Citation

Gulati AR, Johnson L, Highlander PD (2023) Three-Dimensional Patient-Specific Cut Guides for Correction of Charcot Midfoot Deformities. Int J Foot Ankle 7:082. doi.org/10.23937/2643-3885/1710082

Technique Guide | OPEN ACCESS DOI: 10.23937/2643-3885/1710082

Three-Dimensional Patient-Specific Cut Guides for Correction of Charcot Midfoot Deformities

Amar R Gulati, DPM1*, Lance Johnson, DPM2 and Peter D Highlander, MS, DPM3

1Fellow Physician, The Reconstruction Institute, 102 Commerce Park Drive, Suite D, Bellevue, OH 44811, USA

2Orthopedics & Sports Medicine Department, Blanchard Valley Health System, 1721 Medical Blvd, Suite D, Findlay, OH 45840, USA

3Attending Physician, The Reconstruction Institute, 102 Commerce Park Drive, Suite D, Bellevue, OH 44811, USA

Abstract

Charcot arthropathy of the foot and ankle is a challenging pathology that can require intensive surgical reconstruction. Most often the pathology involves breakdown of the midfoot. Osteotomies of the midfoot to resect and correct the deformity can be unpredictable and time-consuming. With the advent of 3D printing, we propose a new technique utilizing custom cut-guides for midfoot osteotomies in Charcot reconstruction. This provides a reproducible, accurate and pre-planned direction for reconstruction. We present a series of four patients who underwent Charcot reconstruction with custom cut-guides with discussion of the pre-operative planning period and surgical technique.

Keywords

Charcot, Osteomyelitis, Midfoot arthrodesis, Patient specific instrumentation, 3D printed implant

Introduction

The surgical management of Charcot neuroarthropathy is one of the most challenging aspects of modern-day foot and ankle surgery. This progressive, debilitating condition has a strong predilection for the joints of the foot and ankle, particularly the midfoot with around a 60% incidence of tarsometatarsal joint involvement [1-3]. Surgical reconstruction of Charcot deformity aims at creating a stable, plantigrade and ulcer-free foot, with the "superconstruct" method proving to be the gold standard of care [4]. Proper foot alignment is essential; namely the foot must be plantigrade and coaxial to the lower leg to facilitate tibio-calcaneal alignment with axial loading.

Internal pedal amputations" date back to as early as 1887 when midfoot amputations were done in patients with skeletal tuberculosis [5,6]. The rationale behind internal pedal amputations is to preserve bone distally, particularly, if the breakdown is limited to the midfoot. Midfoot osteotomies are a commonly-used to restore a functional forefoot to rearfoot relationship. The osteotomy must be planned to correct the planes of deformity which can be technically challenging both in planning and surgical execution [7].
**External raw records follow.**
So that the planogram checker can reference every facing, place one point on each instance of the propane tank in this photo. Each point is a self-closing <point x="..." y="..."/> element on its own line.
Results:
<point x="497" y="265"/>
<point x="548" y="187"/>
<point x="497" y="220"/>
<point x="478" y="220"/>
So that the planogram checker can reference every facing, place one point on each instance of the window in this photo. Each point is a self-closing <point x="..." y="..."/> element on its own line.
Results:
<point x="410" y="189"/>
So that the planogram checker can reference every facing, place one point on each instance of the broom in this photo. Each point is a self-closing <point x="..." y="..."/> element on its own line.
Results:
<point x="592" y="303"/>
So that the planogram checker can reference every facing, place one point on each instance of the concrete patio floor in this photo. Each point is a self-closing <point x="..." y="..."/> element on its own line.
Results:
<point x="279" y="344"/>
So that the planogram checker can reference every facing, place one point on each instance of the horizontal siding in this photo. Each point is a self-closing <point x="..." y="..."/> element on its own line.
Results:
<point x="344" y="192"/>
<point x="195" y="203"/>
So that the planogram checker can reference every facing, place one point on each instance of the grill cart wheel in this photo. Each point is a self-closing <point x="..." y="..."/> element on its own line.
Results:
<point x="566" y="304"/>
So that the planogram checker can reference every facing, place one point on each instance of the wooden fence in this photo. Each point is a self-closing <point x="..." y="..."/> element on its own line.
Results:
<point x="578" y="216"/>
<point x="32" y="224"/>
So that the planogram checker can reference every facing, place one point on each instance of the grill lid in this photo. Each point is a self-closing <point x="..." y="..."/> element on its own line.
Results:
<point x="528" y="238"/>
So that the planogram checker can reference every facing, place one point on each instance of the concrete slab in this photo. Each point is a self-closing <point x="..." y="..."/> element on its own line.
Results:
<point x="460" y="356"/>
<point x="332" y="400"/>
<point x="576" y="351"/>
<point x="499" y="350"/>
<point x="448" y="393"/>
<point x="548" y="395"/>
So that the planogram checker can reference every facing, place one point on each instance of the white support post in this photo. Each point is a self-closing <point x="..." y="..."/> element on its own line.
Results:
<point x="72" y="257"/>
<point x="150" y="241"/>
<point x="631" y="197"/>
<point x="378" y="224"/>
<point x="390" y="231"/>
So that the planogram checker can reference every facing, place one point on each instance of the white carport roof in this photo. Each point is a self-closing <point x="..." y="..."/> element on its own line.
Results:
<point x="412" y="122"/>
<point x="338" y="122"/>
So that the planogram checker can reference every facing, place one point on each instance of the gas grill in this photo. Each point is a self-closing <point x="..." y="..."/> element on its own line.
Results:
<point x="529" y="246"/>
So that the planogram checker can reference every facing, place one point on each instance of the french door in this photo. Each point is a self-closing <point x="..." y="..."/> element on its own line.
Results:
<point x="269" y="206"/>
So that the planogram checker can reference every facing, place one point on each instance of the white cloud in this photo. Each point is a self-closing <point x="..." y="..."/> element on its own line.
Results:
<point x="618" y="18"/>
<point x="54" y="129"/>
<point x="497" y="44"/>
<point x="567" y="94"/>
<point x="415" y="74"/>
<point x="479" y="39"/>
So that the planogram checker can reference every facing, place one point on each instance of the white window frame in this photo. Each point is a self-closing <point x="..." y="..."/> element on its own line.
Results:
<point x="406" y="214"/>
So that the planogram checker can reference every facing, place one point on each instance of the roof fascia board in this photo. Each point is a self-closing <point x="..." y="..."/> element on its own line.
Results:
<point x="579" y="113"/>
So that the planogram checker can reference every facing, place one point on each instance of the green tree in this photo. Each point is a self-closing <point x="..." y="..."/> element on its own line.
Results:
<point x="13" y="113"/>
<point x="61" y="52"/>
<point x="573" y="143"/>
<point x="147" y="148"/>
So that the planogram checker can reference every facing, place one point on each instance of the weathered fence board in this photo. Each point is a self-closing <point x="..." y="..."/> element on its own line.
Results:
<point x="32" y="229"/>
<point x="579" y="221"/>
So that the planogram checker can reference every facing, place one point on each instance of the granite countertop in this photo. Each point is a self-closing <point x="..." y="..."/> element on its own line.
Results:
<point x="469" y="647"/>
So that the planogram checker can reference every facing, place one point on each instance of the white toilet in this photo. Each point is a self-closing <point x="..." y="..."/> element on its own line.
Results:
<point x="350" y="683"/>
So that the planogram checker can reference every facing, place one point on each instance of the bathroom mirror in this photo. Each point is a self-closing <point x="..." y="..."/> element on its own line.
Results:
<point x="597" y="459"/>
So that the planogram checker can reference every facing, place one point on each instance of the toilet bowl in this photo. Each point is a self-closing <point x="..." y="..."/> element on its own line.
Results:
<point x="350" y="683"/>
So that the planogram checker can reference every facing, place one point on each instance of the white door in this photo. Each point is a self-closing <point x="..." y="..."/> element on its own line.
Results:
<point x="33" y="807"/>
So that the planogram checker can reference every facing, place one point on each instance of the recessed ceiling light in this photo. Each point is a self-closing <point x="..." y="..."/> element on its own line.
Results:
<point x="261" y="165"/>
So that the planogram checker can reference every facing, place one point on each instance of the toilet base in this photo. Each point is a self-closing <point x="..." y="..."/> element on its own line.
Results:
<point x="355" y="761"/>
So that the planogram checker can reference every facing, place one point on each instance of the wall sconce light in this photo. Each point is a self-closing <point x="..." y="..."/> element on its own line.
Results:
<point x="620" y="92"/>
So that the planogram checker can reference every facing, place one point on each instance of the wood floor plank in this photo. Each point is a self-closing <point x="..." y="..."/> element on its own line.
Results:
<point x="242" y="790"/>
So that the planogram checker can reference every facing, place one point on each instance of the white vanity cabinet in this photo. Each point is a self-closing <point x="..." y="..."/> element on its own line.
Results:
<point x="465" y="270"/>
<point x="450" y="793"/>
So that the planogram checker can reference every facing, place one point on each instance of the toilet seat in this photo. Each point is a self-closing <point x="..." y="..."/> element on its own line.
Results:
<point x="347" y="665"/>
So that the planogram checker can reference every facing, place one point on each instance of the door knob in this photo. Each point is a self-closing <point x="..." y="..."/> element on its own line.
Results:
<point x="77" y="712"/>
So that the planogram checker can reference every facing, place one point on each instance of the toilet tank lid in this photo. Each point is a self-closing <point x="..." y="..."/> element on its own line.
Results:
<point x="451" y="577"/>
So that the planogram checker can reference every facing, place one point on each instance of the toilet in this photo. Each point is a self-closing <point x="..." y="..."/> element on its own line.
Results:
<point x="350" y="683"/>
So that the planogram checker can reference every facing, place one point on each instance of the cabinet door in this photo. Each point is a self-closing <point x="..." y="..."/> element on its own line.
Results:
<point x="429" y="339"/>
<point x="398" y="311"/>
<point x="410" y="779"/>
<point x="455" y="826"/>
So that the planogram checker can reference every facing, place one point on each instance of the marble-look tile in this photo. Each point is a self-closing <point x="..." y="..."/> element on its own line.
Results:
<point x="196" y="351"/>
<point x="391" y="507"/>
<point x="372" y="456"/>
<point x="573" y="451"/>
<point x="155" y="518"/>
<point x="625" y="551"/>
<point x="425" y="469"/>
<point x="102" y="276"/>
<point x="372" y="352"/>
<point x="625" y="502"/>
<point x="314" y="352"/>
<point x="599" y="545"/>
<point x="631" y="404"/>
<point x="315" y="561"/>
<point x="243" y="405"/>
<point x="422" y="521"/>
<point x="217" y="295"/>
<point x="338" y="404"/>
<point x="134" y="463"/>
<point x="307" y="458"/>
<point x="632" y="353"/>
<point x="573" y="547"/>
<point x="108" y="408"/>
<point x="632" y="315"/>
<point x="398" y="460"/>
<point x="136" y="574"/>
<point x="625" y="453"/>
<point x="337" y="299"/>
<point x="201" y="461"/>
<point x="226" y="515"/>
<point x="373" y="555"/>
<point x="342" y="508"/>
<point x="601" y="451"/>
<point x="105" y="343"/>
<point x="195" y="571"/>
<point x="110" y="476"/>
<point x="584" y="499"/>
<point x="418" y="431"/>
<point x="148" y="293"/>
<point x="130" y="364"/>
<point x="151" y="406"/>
Patient specific cut guides using computed tomography and three dimensional planning have become a useful tool in many aspects of orthopedic, plastic, and maxillofacial surgery. These guides have been used in mandibular reconstruction, total knee arthroplasty, total hip arthroplasty, and long bone corrective osteotomies. In the realm of the foot and ankle they have been utilized in total ankle arthroplasty as well as supra-malleolar osteotomies. It has been used in many facets of deformity correction but has yet to be described in the use of foot deformity in the presence of Charcot neuroarthropathy.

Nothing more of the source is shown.